VIH-sida: les gens atteints de charge virale faible plus tenus d’informer leurs partenaires

Le Soleil

La Cour suprême du Canada statue qu’une personne atteinte du VIH-sida n’est plus tenue d’informer son partenaire sexuel de son état de santé si sa charge virale est faible et que la relation est protégée par un condom.

Dans deux jugements unanimes dévoilés vendredi, le plus haut tribunal du pays a ainsi établi les balises selon lesquelles une personne séropositive doit déclarer sa condition médicale avant une relation sexuelle.

C’est en 1998 que la Cour suprême abordait pour la première fois la question du VIH en droit criminel. À cette époque, elle avait jugé qu’une personne a l’obligation de divulguer sa séropositivité au VIH avant tout contact sexuel comportant un «risque important» de transmission.

Jusqu’ici, le droit criminel permettait de déposer des accusations de voies de fait graves et d’agression sexuelle contre toute personne qui maintenait son partenaire dans l’ignorance, que celui-ci pose la question ou pas. Douze ans plus tard, la Cour vient nuancer son jugement.

Aux yeux des juges, une charge virale faible et le port du condom représentent une absence de possibilité réaliste de transmission du VIH et empêche de conclure à l’existence d’un acte criminel.

La Cour suprême s’est basée sur l’examen de deux causes, l’une au Manitoba et l’autre au Québec.

Dans cette dernière, une femme a eu une relation sexuelle non protégée avec son partenaire, sans lui révéler sa séropositivité. Après qu’elle eut dévoilé son état, ils ont vécu quatre ans ensemble. Ce n’est qu’après la séparation que son ex-conjoint a porté plainte, même s’il n’avait pas contracté le VIH.

Déclarée coupable d’agression sexuelle et de voies de fait graves par le juge du procès, elle a ensuite été acquittée par la Cour d’appel parce que sa charge virale était indétectable et que le risque de transmission était très faible. Elle n’aurait pas, selon la Cour d’appel, exposé son ex-conjoint à «un risque important de préjudice grave».
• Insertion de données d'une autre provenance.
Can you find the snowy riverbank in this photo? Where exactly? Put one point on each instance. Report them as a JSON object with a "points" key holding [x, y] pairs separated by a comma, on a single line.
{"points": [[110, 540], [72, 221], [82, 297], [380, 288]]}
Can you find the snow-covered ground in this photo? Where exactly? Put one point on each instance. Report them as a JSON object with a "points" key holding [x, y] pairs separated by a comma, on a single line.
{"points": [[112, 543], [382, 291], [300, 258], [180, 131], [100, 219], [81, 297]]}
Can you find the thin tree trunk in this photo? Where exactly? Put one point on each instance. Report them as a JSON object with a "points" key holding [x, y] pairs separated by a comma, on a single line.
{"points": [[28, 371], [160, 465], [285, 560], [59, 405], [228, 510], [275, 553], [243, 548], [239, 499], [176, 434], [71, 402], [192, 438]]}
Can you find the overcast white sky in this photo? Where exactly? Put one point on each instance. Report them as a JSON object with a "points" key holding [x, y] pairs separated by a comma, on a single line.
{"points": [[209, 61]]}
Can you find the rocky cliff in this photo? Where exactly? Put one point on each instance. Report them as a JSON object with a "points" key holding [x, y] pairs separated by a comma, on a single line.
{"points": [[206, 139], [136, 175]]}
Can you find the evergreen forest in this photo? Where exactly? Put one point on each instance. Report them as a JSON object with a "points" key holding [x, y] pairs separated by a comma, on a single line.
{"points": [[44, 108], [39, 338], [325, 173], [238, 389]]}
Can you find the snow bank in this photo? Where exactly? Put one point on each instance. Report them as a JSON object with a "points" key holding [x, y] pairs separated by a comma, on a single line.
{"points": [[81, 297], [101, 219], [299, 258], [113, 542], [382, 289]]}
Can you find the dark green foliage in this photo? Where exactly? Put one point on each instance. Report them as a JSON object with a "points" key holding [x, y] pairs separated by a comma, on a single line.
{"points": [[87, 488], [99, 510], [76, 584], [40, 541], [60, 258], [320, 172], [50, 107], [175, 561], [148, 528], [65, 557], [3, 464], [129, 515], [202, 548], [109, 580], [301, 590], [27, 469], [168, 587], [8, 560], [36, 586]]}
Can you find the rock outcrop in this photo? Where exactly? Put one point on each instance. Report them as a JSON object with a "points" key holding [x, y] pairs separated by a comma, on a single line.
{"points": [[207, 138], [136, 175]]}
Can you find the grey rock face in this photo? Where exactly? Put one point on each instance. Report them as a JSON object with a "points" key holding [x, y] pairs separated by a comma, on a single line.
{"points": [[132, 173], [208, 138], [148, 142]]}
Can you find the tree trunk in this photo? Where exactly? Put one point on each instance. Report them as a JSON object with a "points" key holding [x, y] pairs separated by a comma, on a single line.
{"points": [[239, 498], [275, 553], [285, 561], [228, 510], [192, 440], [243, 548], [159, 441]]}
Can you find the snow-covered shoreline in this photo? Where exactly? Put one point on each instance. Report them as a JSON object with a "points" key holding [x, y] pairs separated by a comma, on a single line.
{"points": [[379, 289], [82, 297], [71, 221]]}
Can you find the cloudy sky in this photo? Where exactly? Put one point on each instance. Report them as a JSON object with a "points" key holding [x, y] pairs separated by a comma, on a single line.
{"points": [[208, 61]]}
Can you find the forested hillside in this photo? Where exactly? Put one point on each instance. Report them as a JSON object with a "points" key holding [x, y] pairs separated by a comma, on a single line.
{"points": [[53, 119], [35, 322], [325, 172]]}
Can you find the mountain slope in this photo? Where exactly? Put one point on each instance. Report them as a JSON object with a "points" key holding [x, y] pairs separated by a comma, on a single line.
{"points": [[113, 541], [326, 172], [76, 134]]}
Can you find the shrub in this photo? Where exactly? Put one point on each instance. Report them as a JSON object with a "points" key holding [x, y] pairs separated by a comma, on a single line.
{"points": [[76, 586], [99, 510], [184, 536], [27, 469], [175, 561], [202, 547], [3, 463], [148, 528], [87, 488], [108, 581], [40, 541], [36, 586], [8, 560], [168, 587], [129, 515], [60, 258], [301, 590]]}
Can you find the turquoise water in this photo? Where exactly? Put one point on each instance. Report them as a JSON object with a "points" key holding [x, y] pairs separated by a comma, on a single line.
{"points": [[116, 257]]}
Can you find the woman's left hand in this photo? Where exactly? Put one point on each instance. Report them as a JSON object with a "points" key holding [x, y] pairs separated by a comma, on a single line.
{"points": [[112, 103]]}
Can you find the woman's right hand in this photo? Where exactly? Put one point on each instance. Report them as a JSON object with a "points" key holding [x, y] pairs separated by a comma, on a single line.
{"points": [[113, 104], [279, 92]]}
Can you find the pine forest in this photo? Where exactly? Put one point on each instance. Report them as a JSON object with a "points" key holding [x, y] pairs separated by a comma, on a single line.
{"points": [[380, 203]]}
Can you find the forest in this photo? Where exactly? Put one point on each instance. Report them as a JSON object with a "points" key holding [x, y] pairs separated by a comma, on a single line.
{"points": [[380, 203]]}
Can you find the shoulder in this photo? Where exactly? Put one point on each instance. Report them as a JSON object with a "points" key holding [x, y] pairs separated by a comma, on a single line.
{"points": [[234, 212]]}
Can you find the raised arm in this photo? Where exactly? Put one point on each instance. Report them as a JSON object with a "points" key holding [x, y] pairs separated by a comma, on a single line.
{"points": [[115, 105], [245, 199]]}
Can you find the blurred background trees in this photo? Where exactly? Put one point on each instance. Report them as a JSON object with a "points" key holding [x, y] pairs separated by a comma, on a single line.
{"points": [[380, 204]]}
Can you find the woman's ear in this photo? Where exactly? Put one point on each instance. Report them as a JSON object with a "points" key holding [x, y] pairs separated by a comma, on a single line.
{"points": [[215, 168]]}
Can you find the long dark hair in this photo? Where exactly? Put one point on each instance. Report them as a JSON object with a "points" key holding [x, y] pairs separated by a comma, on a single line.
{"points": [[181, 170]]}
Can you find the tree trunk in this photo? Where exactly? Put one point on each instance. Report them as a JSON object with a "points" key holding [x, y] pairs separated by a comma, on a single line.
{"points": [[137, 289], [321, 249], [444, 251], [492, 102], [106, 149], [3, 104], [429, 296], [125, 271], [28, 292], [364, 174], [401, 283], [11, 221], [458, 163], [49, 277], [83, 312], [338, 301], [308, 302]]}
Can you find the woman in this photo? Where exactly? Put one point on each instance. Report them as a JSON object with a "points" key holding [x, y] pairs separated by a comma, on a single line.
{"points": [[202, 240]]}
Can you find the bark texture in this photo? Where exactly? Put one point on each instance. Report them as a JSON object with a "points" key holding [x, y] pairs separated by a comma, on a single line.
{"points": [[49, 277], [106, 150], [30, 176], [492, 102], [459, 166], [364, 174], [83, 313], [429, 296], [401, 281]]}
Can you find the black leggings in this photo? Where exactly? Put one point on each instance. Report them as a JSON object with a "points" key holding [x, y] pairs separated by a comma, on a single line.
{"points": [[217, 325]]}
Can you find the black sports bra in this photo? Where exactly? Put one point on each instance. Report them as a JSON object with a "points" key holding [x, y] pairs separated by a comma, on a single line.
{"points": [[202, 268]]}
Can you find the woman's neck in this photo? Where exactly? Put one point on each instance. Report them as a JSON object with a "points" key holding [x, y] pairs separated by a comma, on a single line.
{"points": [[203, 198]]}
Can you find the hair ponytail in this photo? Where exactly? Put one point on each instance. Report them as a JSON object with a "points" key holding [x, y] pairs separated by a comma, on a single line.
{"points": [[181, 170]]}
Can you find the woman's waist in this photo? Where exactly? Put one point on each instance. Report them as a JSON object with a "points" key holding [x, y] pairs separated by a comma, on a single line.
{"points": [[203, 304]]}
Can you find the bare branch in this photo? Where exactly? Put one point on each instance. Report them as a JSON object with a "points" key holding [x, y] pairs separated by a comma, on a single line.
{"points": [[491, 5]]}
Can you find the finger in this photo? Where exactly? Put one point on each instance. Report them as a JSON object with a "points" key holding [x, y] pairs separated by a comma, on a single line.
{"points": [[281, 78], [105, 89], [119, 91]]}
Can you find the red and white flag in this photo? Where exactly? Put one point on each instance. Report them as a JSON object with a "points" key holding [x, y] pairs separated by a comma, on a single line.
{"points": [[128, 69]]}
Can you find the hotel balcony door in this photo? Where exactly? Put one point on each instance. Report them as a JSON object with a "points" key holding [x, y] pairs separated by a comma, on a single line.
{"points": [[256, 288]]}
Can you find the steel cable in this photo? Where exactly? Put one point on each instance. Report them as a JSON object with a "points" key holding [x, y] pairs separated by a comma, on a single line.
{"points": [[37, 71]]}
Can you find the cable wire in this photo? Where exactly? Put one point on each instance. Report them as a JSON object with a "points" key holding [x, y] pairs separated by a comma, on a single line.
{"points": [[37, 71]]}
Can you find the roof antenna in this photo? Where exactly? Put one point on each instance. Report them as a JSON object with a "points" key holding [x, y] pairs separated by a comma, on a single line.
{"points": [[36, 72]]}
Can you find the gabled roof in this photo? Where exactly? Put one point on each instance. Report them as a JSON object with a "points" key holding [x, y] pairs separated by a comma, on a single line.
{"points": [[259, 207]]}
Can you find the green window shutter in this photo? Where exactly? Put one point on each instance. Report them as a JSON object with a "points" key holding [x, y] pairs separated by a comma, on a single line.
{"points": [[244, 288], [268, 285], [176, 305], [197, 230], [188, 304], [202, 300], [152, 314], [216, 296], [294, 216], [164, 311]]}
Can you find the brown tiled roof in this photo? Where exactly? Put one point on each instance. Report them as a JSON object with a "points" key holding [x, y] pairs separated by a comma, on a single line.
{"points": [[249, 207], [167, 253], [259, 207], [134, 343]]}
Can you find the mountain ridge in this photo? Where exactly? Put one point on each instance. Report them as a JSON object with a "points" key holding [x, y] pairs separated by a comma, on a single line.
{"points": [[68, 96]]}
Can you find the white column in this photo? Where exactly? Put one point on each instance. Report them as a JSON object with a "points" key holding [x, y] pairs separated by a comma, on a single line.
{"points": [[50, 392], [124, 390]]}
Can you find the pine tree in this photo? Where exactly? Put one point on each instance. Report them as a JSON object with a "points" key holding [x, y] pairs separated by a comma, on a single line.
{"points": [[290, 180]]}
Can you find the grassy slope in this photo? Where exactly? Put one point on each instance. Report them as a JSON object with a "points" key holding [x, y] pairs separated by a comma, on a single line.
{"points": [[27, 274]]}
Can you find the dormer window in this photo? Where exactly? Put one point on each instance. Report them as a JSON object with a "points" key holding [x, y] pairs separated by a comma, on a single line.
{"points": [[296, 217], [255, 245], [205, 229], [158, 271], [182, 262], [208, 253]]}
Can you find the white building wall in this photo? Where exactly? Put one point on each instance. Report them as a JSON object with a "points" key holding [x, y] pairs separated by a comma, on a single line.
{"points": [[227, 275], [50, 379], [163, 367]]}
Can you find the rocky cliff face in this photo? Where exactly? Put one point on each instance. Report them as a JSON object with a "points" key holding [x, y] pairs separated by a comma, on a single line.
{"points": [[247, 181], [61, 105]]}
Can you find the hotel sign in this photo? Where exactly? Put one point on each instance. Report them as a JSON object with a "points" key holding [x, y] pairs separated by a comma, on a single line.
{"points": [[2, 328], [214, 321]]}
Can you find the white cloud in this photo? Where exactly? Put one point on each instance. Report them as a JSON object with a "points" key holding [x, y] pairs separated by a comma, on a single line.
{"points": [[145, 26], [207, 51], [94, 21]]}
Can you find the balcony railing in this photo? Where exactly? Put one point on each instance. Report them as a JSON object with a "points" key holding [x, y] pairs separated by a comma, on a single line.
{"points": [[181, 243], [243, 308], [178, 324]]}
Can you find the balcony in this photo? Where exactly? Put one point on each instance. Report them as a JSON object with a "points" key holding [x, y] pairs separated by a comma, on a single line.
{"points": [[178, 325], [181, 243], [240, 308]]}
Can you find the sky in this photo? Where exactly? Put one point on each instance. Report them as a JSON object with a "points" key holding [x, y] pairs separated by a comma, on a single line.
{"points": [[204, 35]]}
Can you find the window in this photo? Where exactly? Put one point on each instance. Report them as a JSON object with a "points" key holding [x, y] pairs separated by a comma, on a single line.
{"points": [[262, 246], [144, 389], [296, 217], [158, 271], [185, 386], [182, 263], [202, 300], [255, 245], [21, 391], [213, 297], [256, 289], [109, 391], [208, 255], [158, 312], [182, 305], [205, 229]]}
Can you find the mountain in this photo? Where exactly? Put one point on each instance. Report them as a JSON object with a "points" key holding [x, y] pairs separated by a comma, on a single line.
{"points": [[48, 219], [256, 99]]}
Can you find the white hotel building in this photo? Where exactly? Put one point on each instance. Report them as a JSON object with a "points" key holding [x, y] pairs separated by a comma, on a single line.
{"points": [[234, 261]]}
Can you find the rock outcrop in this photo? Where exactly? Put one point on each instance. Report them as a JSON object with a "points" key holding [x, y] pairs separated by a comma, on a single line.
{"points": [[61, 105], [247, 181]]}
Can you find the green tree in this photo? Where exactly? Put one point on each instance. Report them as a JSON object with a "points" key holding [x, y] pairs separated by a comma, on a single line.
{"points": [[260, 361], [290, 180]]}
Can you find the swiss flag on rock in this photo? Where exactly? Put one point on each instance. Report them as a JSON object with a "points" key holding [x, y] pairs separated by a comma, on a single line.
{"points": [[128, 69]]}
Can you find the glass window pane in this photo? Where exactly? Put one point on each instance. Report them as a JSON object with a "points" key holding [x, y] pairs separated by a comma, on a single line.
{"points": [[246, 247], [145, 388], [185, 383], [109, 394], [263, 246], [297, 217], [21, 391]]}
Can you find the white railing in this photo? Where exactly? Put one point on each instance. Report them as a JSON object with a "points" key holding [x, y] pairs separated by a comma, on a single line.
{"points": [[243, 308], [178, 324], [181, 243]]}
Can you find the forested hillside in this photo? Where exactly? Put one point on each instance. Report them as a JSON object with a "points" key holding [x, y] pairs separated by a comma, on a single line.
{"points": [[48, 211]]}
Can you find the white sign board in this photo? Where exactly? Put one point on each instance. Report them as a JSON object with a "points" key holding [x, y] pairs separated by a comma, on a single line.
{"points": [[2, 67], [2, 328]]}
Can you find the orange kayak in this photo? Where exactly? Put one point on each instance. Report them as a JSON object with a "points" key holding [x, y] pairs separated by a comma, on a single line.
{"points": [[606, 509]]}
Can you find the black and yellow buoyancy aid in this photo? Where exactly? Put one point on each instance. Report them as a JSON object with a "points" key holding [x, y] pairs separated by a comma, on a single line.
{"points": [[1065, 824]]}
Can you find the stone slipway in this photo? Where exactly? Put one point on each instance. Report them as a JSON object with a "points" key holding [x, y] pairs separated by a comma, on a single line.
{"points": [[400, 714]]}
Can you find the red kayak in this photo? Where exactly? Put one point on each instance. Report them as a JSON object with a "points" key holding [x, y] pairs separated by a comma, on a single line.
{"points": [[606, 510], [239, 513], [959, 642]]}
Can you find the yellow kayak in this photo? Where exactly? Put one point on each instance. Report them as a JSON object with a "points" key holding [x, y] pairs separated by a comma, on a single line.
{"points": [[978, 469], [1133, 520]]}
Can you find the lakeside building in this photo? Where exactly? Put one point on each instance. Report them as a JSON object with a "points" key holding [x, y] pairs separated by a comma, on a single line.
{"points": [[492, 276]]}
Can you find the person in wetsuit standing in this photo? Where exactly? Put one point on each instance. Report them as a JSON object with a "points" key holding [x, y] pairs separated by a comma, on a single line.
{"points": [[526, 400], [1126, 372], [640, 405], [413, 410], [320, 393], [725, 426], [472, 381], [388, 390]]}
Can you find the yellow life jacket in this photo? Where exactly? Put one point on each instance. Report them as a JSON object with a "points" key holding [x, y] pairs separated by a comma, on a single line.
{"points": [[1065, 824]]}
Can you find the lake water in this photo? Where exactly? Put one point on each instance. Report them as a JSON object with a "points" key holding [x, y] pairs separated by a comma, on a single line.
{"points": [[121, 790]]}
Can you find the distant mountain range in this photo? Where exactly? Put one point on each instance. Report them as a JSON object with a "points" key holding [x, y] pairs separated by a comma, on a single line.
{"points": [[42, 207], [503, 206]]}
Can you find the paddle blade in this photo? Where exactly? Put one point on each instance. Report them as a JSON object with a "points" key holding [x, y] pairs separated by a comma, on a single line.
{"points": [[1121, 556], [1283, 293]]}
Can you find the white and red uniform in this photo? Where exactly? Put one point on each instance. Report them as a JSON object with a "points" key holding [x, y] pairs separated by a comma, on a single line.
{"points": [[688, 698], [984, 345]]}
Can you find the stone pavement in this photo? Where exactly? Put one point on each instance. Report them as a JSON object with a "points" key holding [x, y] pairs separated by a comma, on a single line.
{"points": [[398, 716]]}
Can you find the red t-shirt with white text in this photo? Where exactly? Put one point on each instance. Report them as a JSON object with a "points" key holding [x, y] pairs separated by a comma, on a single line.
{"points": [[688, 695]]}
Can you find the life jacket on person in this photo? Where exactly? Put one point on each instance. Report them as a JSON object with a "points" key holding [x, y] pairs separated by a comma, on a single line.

La Cour suprême a confirmé l’acquittement, tout en précisant que le port du condom est aussi requis pour diminuer le risque de transmission de façon à éviter des accusations criminelles. Ici, la Cour a conclu qu’il n’avait pas été démontré que le couple avait omis d’utiliser un condom.

«La possibilité réaliste de transmettre le VIH crée un risque important de lésions corporelles graves. Ce risque est écarté à la fois par une charge virale faible et par l’usage du condom», a tranché la juge en chef de la Cour suprême, Beverley McLachlin.

Dans la seconde affaire au Manitoba, un homme a été condamné pour plusieurs agressions sexuelles sur quatre femmes parce qu’il ne leur a pas dévoilé sa séropositivité. Pour trois d’entre elles, il avait une charge virale faible, mais ne portait pas de condom. Dans ces cas, la Cour suprême a maintenu les déclarations de culpabilité. Cependant, elle a annulé la condamnation de l’individu concernant une quatrième plaignante avec qui il avait utilisé le condom.

Seulement le VIH

Les conclusions de la cour ne s’appliquent pas dans le cas d’autres maladies transmissibles sexuellement.

«Le critère de la possibilité réaliste de transmission proposé dans les présents motifs ne vaut que pour le VIH», tient à préciser la Cour. «Rappelons que le “risque important” tient à la fois de la gravité du préjudice et de l’ampleur du risque de transmission, deux facteurs inversement proportionnels».

«Une maladie transmise sexuellement et qui est traitable et qui ne bouleverse pas l’existence ni ne réduit sensiblement l’espérance de vie pourrait très bien ne pas emporter de lésions corporelles graves et de ce fait ne pas satisfaire à l’exigence de mise en danger de la vie que comporte l’infraction d’agression sexuelle grave», peut-on aussi lire dans le jugement.